Cat Content mit Hund

Die Hälfte unserer gemeinsamen Zeit bist du genau das Gegenteil von dem, was ich will. Wie eine Katze, die kommt und geht, wie es ihr gefällt, die sich nichts aus Berechenbarkeit und Verlässlichkeit macht. Aber wenn diese Katze einmal beschlossen hat, bei jemandem zu sein, dann tut sie das gegen jeden Widerstand. Wenn auch nur für wenige Stunden. Ich mag Katzen. Wenn du ab und an beschließt, da zu sein, bist du genau das, was ich will. Dann bist du ehrlich und anschmiegsam. Du schnurrst. Ganz leise und heilsam.
Du bist kein Hund. Ich dachte das immer. Aber das ist nicht wahr. Man kann dich nicht an die Leine nehmen.

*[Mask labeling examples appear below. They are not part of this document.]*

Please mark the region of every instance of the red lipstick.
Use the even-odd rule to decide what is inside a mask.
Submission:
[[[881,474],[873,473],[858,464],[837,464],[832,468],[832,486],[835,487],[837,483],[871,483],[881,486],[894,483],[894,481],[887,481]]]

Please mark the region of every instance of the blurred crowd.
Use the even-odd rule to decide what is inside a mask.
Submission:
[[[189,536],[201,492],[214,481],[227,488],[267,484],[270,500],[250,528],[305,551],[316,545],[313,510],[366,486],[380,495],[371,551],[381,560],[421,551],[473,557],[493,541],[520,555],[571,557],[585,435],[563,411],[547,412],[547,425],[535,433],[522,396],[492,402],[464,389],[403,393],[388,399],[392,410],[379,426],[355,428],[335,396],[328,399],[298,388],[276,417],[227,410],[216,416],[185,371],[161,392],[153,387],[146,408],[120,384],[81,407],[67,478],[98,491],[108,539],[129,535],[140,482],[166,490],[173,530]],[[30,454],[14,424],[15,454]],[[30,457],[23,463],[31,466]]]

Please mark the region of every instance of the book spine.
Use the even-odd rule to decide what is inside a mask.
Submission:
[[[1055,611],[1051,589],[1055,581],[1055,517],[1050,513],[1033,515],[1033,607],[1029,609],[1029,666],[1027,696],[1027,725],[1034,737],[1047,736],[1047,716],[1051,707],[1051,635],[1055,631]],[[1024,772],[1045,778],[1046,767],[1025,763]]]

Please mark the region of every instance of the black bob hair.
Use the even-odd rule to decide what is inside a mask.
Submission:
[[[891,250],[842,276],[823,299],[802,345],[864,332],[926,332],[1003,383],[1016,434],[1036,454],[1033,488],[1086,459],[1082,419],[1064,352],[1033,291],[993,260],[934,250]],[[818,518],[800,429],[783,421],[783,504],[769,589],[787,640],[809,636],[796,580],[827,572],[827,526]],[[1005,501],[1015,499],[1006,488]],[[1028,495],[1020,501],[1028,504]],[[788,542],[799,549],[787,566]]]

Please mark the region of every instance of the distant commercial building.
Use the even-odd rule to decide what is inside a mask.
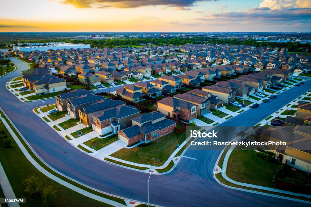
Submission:
[[[29,44],[19,43],[18,45],[18,46],[13,47],[13,49],[14,51],[32,52],[35,50],[38,50],[39,51],[46,52],[50,49],[55,50],[63,49],[90,48],[91,47],[89,44],[73,44],[56,42]]]

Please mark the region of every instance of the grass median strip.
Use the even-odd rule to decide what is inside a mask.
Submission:
[[[83,144],[95,150],[98,150],[118,140],[118,134],[114,134],[103,139],[94,137]]]
[[[112,163],[115,163],[116,164],[117,164],[120,165],[123,165],[123,166],[125,166],[126,167],[128,167],[129,168],[134,168],[135,169],[137,169],[138,170],[146,170],[147,169],[149,169],[149,168],[144,168],[144,167],[141,167],[138,166],[135,166],[135,165],[130,165],[128,164],[126,164],[126,163],[122,163],[121,162],[116,161],[112,159],[109,159],[109,158],[105,158],[104,159],[105,160],[107,160],[107,161],[109,161],[109,162]]]
[[[92,129],[91,127],[86,127],[85,128],[83,128],[82,129],[80,129],[78,131],[82,133],[82,134],[81,135],[81,136],[82,136],[91,132],[93,131],[93,130]],[[80,136],[79,136],[79,134],[77,134],[77,132],[76,131],[72,132],[70,135],[75,138],[77,138],[79,137]]]
[[[172,169],[172,168],[173,167],[174,167],[174,162],[172,160],[171,160],[169,165],[164,168],[156,169],[158,171],[158,172],[161,173],[161,172],[164,172],[168,171]]]
[[[89,150],[86,148],[85,148],[85,147],[81,146],[81,145],[79,145],[77,146],[79,148],[80,148],[82,150],[84,151],[85,151],[88,153],[89,153],[90,152],[92,152],[91,151],[90,151]]]

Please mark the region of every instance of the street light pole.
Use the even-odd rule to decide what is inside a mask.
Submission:
[[[152,172],[150,173],[150,174],[149,175],[149,178],[148,178],[148,182],[147,182],[148,186],[148,207],[149,207],[149,180],[150,179],[150,176],[151,174],[152,174]]]

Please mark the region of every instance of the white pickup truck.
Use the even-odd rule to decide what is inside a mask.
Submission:
[[[229,102],[229,105],[233,105],[239,108],[240,108],[242,107],[242,105],[237,101],[234,101],[234,102],[230,101]]]

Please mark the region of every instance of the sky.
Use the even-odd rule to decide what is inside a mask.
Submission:
[[[311,31],[310,0],[2,1],[0,32]]]

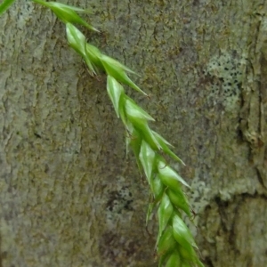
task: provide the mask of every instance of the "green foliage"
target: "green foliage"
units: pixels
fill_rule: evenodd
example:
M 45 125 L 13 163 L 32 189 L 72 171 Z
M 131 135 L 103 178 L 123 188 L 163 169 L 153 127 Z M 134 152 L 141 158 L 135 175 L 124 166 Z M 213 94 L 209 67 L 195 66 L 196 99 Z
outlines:
M 190 216 L 190 207 L 182 189 L 182 185 L 189 185 L 167 164 L 163 154 L 182 164 L 183 162 L 171 150 L 172 145 L 150 129 L 149 122 L 154 118 L 125 93 L 122 85 L 147 95 L 128 77 L 127 73 L 134 72 L 86 42 L 85 36 L 73 25 L 77 23 L 98 31 L 77 14 L 77 12 L 85 11 L 56 2 L 32 1 L 50 8 L 66 24 L 69 44 L 84 59 L 91 75 L 96 75 L 100 69 L 107 74 L 108 94 L 117 117 L 125 127 L 126 144 L 132 147 L 139 170 L 144 173 L 153 197 L 147 222 L 152 210 L 158 208 L 159 230 L 156 250 L 159 257 L 158 266 L 204 266 L 198 258 L 194 239 L 182 219 L 182 212 Z M 12 2 L 4 1 L 0 13 Z
M 0 4 L 0 15 L 3 14 L 14 2 L 15 0 L 4 0 Z

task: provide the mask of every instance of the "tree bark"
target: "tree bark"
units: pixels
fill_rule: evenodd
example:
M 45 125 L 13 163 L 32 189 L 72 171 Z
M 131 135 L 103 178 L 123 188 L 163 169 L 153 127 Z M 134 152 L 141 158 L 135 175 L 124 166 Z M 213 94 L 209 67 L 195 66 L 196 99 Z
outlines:
M 267 262 L 267 4 L 69 1 L 105 53 L 138 72 L 127 89 L 174 145 L 191 185 L 206 266 Z M 0 266 L 157 266 L 148 184 L 125 156 L 106 93 L 31 2 L 0 18 Z M 134 77 L 133 77 L 134 79 Z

Du würdest niemals einem Ball hinterherlaufen. Du willst frei sein.
Das muss ich doch vorher wissen. Dann stelle ich dir eben einen Kratzbaum auf. Statt Wasser bekommst du Milch. Und statt dich zu erziehen werde ich dir zeigen, wie weit du draußen gefahrlos streunen kannst. Ich weiß, du kommst immer zurück. Weil du meine Katze bist. Weil ich dir Futter und Streicheleinheiten gebe. Weil du dich an mich gewöhnt hast. Weil dein Schnurren meine Sprache ist.
Ich gebe zu: Manchmal wünsche ich mir, du wärest mehr wie ein Hund. Ich könnte dich an die Leine nehmen und mit dir spazieren gehen. Aber ganz tief in mir ist der Katzenmensch zu Hause. Der Katzenmensch braucht Ungewissheit, um in Spannung bleiben zu können. Weil der Katzenmensch sich nicht ausruhen kann. Nicht ausruhen will. Der Katzenmensch teilt sieben Leben mit seiner Katze. Jedes einzelne davon ist erfüllt.